We have a legal proceeding currently pending under the case captioned Boston Scientific Corp., et al., v. BioCardia Inc., Case No. 3:19-05645-VC, U.S.D.C., N. D. Cal (the “Litigation”). The Litigation relates to matters we raised in a letter to Ms. Surbhi Sarna, nVision Medical and Boston Scientific based on BioCardia’s discovery in January 2019 that Ms. Sarna had assigned to a company she founded, nVision Medical, a patent and patent applications she had filed while a BioCardia employee. nVision subsequently was acquired by Boston Scientific.
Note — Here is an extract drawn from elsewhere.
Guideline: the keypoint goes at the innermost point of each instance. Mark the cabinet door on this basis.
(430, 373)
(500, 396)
BioCardia made various claims, including that the patent and patent application rightfully belonged to BioCardia pursuant to Ms. Sarna’s invention assignment agreement, that the proceeds from the sale of nVision to Boston Scientific rightfully belonged to BioCardia because they were the direct result of Ms. Sarna’s breach of her obligation to assign to BioCardia the patent and patent applications and the use of misappropriated BioCardia trade secrets. On September 6, 2019, Boston Scientific Corporation, Boston Scientific Scimed Inc, and Fortis Advisors LLC (the “Boston Scientific Parties”) filed a complaint against BioCardia in the United States District Court Northern District of California, Case no. 3:19-05645-VC, seeking declarations that the claims made in BioCardia’s correspondence were without basis. On October 31, 2019, BioCardia filed a counterclaim against the Boston Scientific Parties and Ms. Sarna for breach of contract, misappropriation of trade secrets and correction of inventorship on the patents naming Ms. Sarna as an inventor. BioCardia seeks imposition of constructive trusts both on the patents naming Ms. Sarna as an inventor and the proceeds received from the sale of nVision to Boston Scientific, as well as damages, including unjust enrichment damages measured by the proceeds received from the sale of nVision to Boston Scientific. On April 9, 2020, we entered into a Litigation Funding Agreement with BSLF, L.L.C., an entity owned and controlled by Andrew Blank, a member of our board of directors, for the purpose of funding the Litigation.
If we fail to satisfy all applicable Nasdaq continued listing requirements, including the minimum stockholders’ equity requirement of $2.5 million, our common stock and warrants may be delisted from Nasdaq, which could have an adverse impact on the liquidity and market price of our securities.
Our common stock is currently listed on the Nasdaq Capital Market, which has qualitative and quantitative continued listing requirements, including corporate governance requirements, public float requirements and a minimum stockholders’ equity requirement of $2.5 million under Nasdaq Listing Rule 5550(b)(1). On April 15, 2020, we received written notice (the “Notice”) from Nasdaq notifying us that, based on our stockholders’ equity of $2.37 million as of December 31, 2019, we are no longer in compliance with such minimum stockholders’ equity requirement. We have until June 1, 2020 to provide Nasdaq with a specific plan to achieve and sustain compliance with the foregoing listing requirement. If our plan to regain compliance is accepted, Nasdaq may grant an extension of up to 180 calendar days from April 15, 2020 for the Company to evidence compliance. If Nasdaq does not accept our plan, we may request a hearing, at which hearing we would present our plan to a Nasdaq Hearings Panel.